AP notes that there's no great success story in early city-wide Wi-Fi: I don't think the long-term prognosis is failure, except in cases where cities and providers don't adjust to the reality of how it's playing out. The low subscriber numbers should not be a problem if the contracts with cities or the cities' own arrangements were designed to have many different lines of revenue that would mature separately. As it stands, the focus has been on residential use, and that's changing.
Back in Feb. 2006, I listed the many kinds of wireless networks that would be built for a so-called "Wi-Fi" deployment citywide--and thus lines of revenue--that service providers should engage in to have the chance at success, along with a list of potential services deriving from that. Service providers should be offering, and cities requiring, public safety networks, public access, municipal worker access, mobility applications and device support, and residential and business service.
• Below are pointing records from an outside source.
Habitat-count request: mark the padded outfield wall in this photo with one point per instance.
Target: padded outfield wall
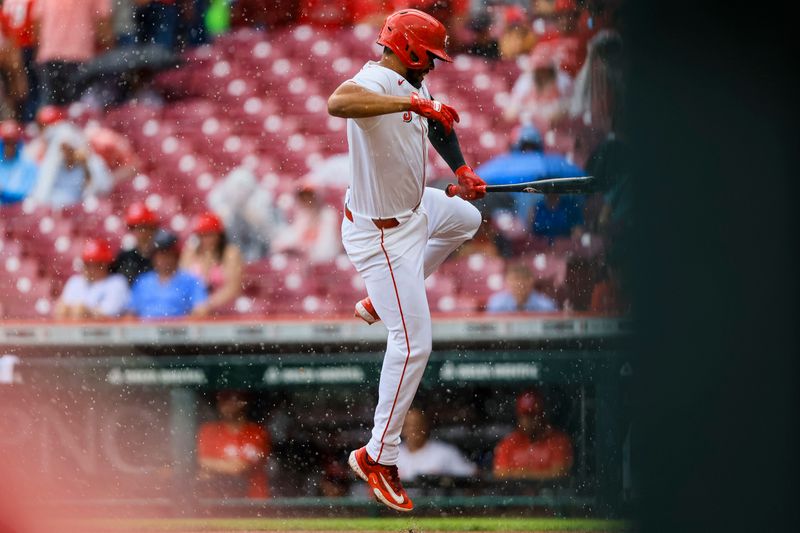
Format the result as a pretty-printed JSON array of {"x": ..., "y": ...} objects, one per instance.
[{"x": 108, "y": 412}]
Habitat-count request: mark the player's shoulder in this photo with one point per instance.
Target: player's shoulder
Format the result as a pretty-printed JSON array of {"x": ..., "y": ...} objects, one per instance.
[{"x": 376, "y": 77}]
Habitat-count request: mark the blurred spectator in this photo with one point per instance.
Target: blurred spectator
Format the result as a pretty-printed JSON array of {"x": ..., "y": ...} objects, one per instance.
[
  {"x": 214, "y": 260},
  {"x": 143, "y": 223},
  {"x": 193, "y": 14},
  {"x": 232, "y": 452},
  {"x": 49, "y": 120},
  {"x": 17, "y": 172},
  {"x": 122, "y": 22},
  {"x": 517, "y": 37},
  {"x": 70, "y": 171},
  {"x": 519, "y": 293},
  {"x": 535, "y": 449},
  {"x": 486, "y": 242},
  {"x": 247, "y": 211},
  {"x": 96, "y": 293},
  {"x": 313, "y": 230},
  {"x": 525, "y": 161},
  {"x": 69, "y": 32},
  {"x": 540, "y": 94},
  {"x": 166, "y": 291},
  {"x": 599, "y": 87},
  {"x": 156, "y": 22},
  {"x": 114, "y": 149},
  {"x": 421, "y": 456},
  {"x": 483, "y": 42},
  {"x": 558, "y": 215},
  {"x": 564, "y": 42},
  {"x": 16, "y": 23},
  {"x": 13, "y": 85}
]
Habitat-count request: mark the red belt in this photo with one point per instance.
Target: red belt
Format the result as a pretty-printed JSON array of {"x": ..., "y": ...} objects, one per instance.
[{"x": 380, "y": 223}]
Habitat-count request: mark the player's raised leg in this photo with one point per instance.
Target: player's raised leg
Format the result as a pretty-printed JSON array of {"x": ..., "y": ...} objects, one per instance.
[{"x": 451, "y": 222}]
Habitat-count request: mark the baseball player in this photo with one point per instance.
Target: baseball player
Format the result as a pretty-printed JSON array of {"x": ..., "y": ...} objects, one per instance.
[{"x": 396, "y": 230}]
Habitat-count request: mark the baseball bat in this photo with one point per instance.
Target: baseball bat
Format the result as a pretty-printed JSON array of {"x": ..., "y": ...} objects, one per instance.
[{"x": 576, "y": 185}]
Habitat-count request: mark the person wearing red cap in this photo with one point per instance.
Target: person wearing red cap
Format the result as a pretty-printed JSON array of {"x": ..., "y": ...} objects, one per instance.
[
  {"x": 69, "y": 33},
  {"x": 16, "y": 23},
  {"x": 535, "y": 449},
  {"x": 96, "y": 293},
  {"x": 142, "y": 223},
  {"x": 17, "y": 172},
  {"x": 232, "y": 452},
  {"x": 214, "y": 260}
]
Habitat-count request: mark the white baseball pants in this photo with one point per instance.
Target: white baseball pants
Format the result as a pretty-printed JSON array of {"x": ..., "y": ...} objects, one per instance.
[{"x": 394, "y": 264}]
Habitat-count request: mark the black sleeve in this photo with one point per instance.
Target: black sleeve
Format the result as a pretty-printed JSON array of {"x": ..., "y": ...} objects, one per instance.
[{"x": 446, "y": 145}]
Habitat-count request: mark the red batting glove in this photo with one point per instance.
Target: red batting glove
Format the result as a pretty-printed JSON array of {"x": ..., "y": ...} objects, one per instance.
[
  {"x": 470, "y": 185},
  {"x": 434, "y": 110}
]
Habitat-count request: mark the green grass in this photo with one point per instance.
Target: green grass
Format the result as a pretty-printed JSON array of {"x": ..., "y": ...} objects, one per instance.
[{"x": 405, "y": 525}]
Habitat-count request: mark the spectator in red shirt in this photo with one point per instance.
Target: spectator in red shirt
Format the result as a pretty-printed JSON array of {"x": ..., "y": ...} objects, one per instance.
[
  {"x": 16, "y": 23},
  {"x": 535, "y": 450},
  {"x": 69, "y": 33},
  {"x": 232, "y": 452}
]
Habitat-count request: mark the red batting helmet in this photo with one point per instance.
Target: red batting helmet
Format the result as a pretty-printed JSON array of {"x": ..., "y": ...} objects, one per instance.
[
  {"x": 208, "y": 222},
  {"x": 412, "y": 34},
  {"x": 138, "y": 214},
  {"x": 97, "y": 251}
]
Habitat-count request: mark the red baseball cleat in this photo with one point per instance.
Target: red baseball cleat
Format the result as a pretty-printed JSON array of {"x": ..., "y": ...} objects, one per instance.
[
  {"x": 382, "y": 479},
  {"x": 366, "y": 312}
]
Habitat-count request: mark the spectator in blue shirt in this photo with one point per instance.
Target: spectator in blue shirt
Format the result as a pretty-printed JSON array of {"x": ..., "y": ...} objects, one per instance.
[
  {"x": 519, "y": 294},
  {"x": 166, "y": 291},
  {"x": 558, "y": 216},
  {"x": 17, "y": 173}
]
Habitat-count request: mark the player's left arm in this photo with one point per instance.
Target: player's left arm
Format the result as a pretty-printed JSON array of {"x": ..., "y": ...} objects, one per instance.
[{"x": 470, "y": 185}]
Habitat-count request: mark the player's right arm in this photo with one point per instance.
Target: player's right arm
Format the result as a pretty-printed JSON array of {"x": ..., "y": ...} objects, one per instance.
[{"x": 350, "y": 100}]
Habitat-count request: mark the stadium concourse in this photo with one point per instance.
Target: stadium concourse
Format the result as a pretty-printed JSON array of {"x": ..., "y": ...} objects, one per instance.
[{"x": 258, "y": 100}]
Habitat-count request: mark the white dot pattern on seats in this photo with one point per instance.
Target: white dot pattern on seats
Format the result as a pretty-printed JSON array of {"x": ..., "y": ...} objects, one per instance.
[
  {"x": 262, "y": 50},
  {"x": 232, "y": 144},
  {"x": 46, "y": 225},
  {"x": 237, "y": 87},
  {"x": 298, "y": 85},
  {"x": 221, "y": 69},
  {"x": 187, "y": 163},
  {"x": 169, "y": 145},
  {"x": 210, "y": 126},
  {"x": 446, "y": 304},
  {"x": 476, "y": 262},
  {"x": 253, "y": 105},
  {"x": 24, "y": 285},
  {"x": 293, "y": 281},
  {"x": 62, "y": 244},
  {"x": 42, "y": 306}
]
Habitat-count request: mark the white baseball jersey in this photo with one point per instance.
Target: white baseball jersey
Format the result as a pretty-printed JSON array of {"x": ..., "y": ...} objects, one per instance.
[
  {"x": 387, "y": 163},
  {"x": 109, "y": 295},
  {"x": 388, "y": 156}
]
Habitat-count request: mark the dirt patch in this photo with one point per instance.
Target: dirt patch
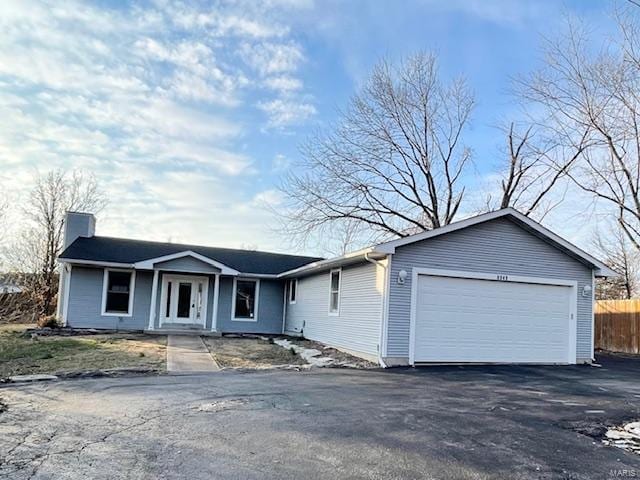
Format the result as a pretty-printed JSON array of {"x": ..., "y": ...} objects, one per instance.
[
  {"x": 22, "y": 354},
  {"x": 338, "y": 358},
  {"x": 221, "y": 405},
  {"x": 243, "y": 352},
  {"x": 626, "y": 436}
]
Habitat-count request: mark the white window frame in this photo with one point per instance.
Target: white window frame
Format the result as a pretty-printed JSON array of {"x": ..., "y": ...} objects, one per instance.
[
  {"x": 331, "y": 272},
  {"x": 256, "y": 301},
  {"x": 293, "y": 281},
  {"x": 105, "y": 284}
]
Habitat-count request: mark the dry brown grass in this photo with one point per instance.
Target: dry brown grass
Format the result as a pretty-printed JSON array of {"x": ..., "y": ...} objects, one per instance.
[
  {"x": 20, "y": 354},
  {"x": 250, "y": 353}
]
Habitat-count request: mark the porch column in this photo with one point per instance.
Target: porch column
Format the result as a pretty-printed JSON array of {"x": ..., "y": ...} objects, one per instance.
[
  {"x": 216, "y": 293},
  {"x": 154, "y": 295}
]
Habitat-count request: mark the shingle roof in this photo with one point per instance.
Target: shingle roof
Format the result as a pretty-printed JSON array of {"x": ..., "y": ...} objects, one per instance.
[{"x": 122, "y": 250}]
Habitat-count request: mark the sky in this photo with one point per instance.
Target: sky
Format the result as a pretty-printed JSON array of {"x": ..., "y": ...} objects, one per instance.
[{"x": 189, "y": 113}]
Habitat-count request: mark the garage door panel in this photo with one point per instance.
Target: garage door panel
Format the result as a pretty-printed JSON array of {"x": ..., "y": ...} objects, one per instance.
[{"x": 471, "y": 320}]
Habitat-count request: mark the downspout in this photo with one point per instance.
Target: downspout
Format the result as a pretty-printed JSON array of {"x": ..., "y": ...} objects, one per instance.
[{"x": 377, "y": 263}]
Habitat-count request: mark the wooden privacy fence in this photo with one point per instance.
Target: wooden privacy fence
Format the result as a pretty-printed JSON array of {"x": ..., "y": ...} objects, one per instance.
[{"x": 617, "y": 325}]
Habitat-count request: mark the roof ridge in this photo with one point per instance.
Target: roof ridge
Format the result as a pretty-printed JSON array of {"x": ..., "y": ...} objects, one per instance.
[{"x": 191, "y": 245}]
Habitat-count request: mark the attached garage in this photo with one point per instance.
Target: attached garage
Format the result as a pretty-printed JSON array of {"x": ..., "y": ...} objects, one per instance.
[
  {"x": 474, "y": 318},
  {"x": 495, "y": 288}
]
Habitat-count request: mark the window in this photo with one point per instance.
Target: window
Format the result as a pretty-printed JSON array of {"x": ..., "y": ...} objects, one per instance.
[
  {"x": 117, "y": 295},
  {"x": 293, "y": 287},
  {"x": 245, "y": 307},
  {"x": 168, "y": 306},
  {"x": 334, "y": 292}
]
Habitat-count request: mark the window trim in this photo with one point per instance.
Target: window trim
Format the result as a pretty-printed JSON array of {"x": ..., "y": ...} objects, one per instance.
[
  {"x": 256, "y": 301},
  {"x": 331, "y": 272},
  {"x": 295, "y": 282},
  {"x": 105, "y": 284}
]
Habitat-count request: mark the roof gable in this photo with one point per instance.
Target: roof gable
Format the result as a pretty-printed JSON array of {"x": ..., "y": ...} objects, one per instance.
[
  {"x": 107, "y": 250},
  {"x": 174, "y": 261},
  {"x": 519, "y": 219}
]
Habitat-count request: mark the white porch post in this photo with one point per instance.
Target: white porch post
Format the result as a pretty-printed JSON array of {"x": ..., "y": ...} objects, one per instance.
[
  {"x": 154, "y": 295},
  {"x": 216, "y": 293}
]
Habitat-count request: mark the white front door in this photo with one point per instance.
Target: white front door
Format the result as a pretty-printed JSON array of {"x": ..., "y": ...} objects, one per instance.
[{"x": 184, "y": 300}]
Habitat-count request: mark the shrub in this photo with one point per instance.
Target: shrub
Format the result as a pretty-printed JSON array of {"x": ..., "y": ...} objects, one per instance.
[{"x": 48, "y": 321}]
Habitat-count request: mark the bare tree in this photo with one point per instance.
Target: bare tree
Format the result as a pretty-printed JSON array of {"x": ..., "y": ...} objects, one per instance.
[
  {"x": 618, "y": 253},
  {"x": 395, "y": 161},
  {"x": 537, "y": 165},
  {"x": 36, "y": 251},
  {"x": 594, "y": 93}
]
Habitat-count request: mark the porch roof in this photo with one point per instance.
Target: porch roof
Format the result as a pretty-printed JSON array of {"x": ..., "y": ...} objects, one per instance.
[{"x": 112, "y": 250}]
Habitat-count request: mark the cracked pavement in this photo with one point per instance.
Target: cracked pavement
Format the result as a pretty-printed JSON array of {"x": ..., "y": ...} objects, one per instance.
[{"x": 437, "y": 422}]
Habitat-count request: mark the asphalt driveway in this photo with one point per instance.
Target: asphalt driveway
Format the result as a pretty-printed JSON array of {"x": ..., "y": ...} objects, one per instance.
[{"x": 438, "y": 422}]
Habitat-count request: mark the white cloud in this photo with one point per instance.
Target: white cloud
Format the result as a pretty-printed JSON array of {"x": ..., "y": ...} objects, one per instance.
[
  {"x": 148, "y": 97},
  {"x": 280, "y": 163},
  {"x": 284, "y": 112},
  {"x": 283, "y": 84},
  {"x": 271, "y": 58}
]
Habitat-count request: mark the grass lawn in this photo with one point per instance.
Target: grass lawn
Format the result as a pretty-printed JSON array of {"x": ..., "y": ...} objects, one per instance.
[
  {"x": 250, "y": 353},
  {"x": 21, "y": 355}
]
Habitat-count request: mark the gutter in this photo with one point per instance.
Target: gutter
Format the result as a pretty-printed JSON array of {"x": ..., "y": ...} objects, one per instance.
[{"x": 378, "y": 263}]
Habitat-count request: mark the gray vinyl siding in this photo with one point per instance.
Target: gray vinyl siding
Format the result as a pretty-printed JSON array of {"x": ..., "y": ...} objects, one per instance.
[
  {"x": 85, "y": 301},
  {"x": 497, "y": 247},
  {"x": 85, "y": 304},
  {"x": 357, "y": 327},
  {"x": 186, "y": 264},
  {"x": 269, "y": 320}
]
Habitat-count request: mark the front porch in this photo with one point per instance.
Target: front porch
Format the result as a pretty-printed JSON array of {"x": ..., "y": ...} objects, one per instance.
[{"x": 193, "y": 295}]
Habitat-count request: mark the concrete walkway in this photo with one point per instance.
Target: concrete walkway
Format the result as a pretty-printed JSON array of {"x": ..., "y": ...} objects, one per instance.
[{"x": 189, "y": 354}]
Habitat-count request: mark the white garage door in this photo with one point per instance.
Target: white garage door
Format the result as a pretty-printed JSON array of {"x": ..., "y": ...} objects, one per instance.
[{"x": 478, "y": 320}]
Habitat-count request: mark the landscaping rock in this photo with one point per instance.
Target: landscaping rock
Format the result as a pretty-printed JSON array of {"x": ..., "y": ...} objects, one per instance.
[{"x": 32, "y": 378}]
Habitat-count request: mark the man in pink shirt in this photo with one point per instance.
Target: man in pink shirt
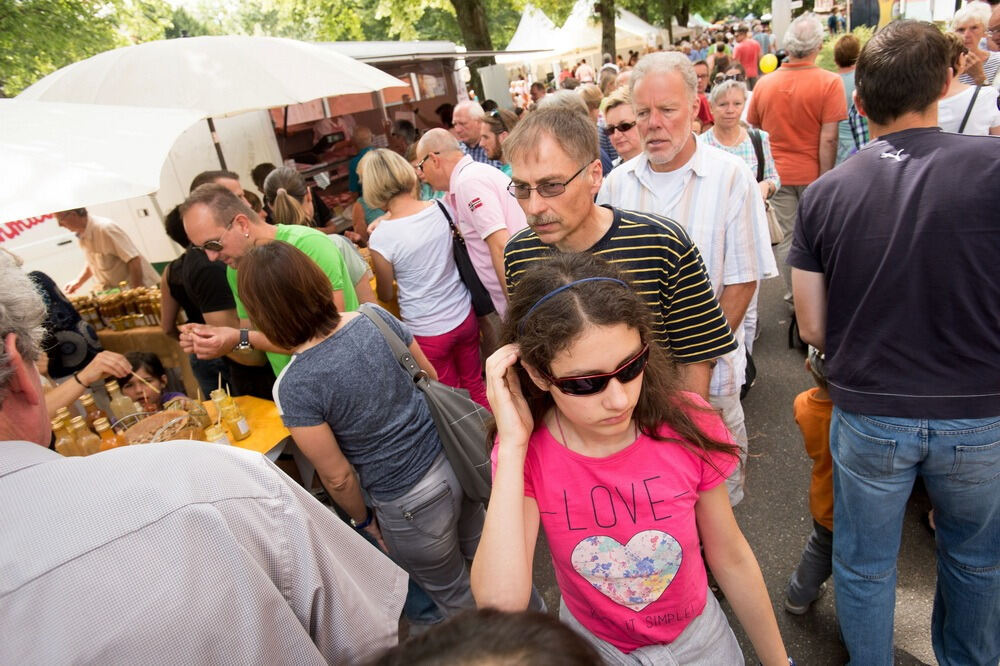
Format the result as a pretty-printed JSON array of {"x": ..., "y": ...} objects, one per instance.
[
  {"x": 484, "y": 211},
  {"x": 747, "y": 52}
]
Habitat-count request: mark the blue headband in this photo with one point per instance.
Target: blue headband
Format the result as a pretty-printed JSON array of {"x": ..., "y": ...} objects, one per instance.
[{"x": 520, "y": 326}]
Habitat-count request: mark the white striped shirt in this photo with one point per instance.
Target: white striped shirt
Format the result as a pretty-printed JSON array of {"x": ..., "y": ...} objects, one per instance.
[{"x": 716, "y": 199}]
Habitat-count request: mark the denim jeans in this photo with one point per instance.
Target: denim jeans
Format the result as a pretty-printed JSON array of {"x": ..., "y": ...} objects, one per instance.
[
  {"x": 431, "y": 531},
  {"x": 875, "y": 462}
]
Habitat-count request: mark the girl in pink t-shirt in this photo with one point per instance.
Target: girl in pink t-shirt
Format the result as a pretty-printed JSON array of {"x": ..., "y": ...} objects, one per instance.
[{"x": 596, "y": 443}]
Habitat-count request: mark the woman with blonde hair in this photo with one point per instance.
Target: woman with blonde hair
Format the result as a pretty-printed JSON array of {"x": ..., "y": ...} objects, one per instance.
[
  {"x": 412, "y": 252},
  {"x": 291, "y": 202},
  {"x": 970, "y": 24},
  {"x": 966, "y": 109}
]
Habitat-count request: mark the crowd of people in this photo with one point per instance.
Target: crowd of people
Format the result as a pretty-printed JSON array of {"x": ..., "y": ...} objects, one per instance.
[{"x": 614, "y": 234}]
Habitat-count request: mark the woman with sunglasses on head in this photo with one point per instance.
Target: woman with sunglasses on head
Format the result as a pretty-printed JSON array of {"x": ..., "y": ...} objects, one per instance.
[
  {"x": 359, "y": 418},
  {"x": 291, "y": 202},
  {"x": 596, "y": 443},
  {"x": 496, "y": 125},
  {"x": 412, "y": 252},
  {"x": 620, "y": 126}
]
(Esme Vos notes a significant error in the story that I missed: the reporter says most muni-Fi networks are paid for by the cities: "Most communities, including Lompoc, paid for their projects. Elsewhere, private companies agreed to absorb costs for the chance to sell services or ads." The vast majority of city-wide networks are built on the provider's dime. However, there is still the concern that networks, once built, could become a city liability if the city and its residents depend upon it and the provider wants to shut it down or goes bankrupt. Update: AP ran a correction.)
Houston tech reporter says city should own its own Wi-Fi: In the wake of the above and other articles about metro-scale Wi-Fi networks failing to earn out early, Dwight Silverman repeats his contention that Houston's 600 sq. mi. network should be built out by the city rather than a private firm. "Ubiquitous, reliable and robust connectivity to the Internet is to the 21st century what a network of paved roads was to the 20th, and should be enacted for the public good." He suggests if that's not possible that the incumbent wired providers pay EarthLink so that cable and DSL customers also have free access to the citywide network. (That ain't going to happen: EarthLink will charge $8 to $12 per month on a wholesale basis, and I suspect Time Warner/Comcast and AT&T would rather not give away that sliver of their margin.)